Tagesmail vom 09.12.2020

Alles hat keine Zeit LII,

Lockdown? Da vibriert nichts. Der Begriff klingt klinisch rein – wie ein medizinischer Eingriff.

Politik des Einsperrens, der Freiheits- Beschränkung, der Grundgesetz-Reduktion: da kommen wir der Sache schon näher.

Deutschland, das seine Sprache im selben Tempo verrät, wie es das eigenständige Denken aufgibt, bevorzugt das Beruhigende, das sich sachlich kostümiert. Die Politik der Regierung gibt sich alternativlos. Also lasset uns in den sauren Apfel beißen. Haben wir keine Wahl, sind wir frei, wenn wir alles absegnen: Freiheit ist Einsicht in die Notwendigkeit.

Heureka, wir haben die Erde gebrandmarkt, die Natur unauslöschlich geprägt. Mag da kommen, was will, wir werden nicht spurenlos im Schwarzen Loch der Geschichte verschwinden.

Hurra, wir haben die Natur geschändet. Unsere Brandmale werden in Millionen Jahren nicht untergehen. Der faustische Pakt ist Wirklichkeit geworden:

„Ein Sumpf zieht am Gebirge hin,! Verpestet alles schon Errungene;“Den faulen Pfuhl auch abzuziehn. Das letzte war das Höchsterrungene. Eröffn‘ ich Räume viele Millionen, Nicht sicher zwar, doch tätig- frei zu wohnen. Im Innern hier ein paradiesisch Land, Da rase draußen Flut bis auf zum Rand, Und wie sie nascht, gewaltsam einzuschießen, Gemeindrang eilt, die Lücke zu verschließen. Und so verbringt, umrungen von Gefahr, Hier Kindheit, Mann und Greis sein tüchtig Jahr. Zum Augenblicke dürft ich sagen, Verweile doch, du bist so schön. Es kann die Spur von meinen Erdentagen, Nicht in Äonen untergehn.“

Der Erde haben wir‘s gegeben, der Natur gezeigt, unsere Duftmarken gesetzt. Selbst im Weltall sieht man die Brandmale, die wir der Natur eingeätzt haben. Nichts gibt es auf dem Globus, das wir nicht verändert, geschändet, vernichtet – oder neu geschaffen hätten. Das Neue ist der Tod des Alten – wir aber werden die Alten sein, die vergeblich auf das Neue warten.

Faust irrte: im Innern gibt’s kein paradiesisch Land, der faule Pfuhl ist nicht nur draußen. Die Pest erfasst ausnahmslos alle Völker. Von Gefahr sind wir nicht umrungen, sondern im Innern durchsetzt und durchzogen.

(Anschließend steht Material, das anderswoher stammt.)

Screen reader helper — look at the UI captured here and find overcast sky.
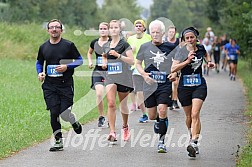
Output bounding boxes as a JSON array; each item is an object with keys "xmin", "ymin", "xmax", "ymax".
[{"xmin": 96, "ymin": 0, "xmax": 153, "ymax": 8}]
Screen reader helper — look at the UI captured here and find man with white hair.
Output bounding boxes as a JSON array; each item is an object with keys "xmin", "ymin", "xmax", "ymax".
[{"xmin": 136, "ymin": 20, "xmax": 177, "ymax": 153}]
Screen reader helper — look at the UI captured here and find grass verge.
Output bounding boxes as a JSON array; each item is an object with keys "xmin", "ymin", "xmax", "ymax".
[{"xmin": 236, "ymin": 59, "xmax": 252, "ymax": 167}]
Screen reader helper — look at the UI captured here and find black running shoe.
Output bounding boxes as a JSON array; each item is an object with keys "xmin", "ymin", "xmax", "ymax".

Gefahr und Unsicherheit sind unsere Freiheit? Dann wundere es niemanden, dass Faust sich am Ziel wähnt: der Augenblick soll ewig, die lineare Zeit vorbei, die zirkuläre Unendlichkeit der Natur wiedergekehrt sein?

Nichts davon wird eintreten. Den letzten Augenblick werden wir verfluchen, wenn die Gefahren über uns hereinbrechen und an keiner Grenze Halt machen werden.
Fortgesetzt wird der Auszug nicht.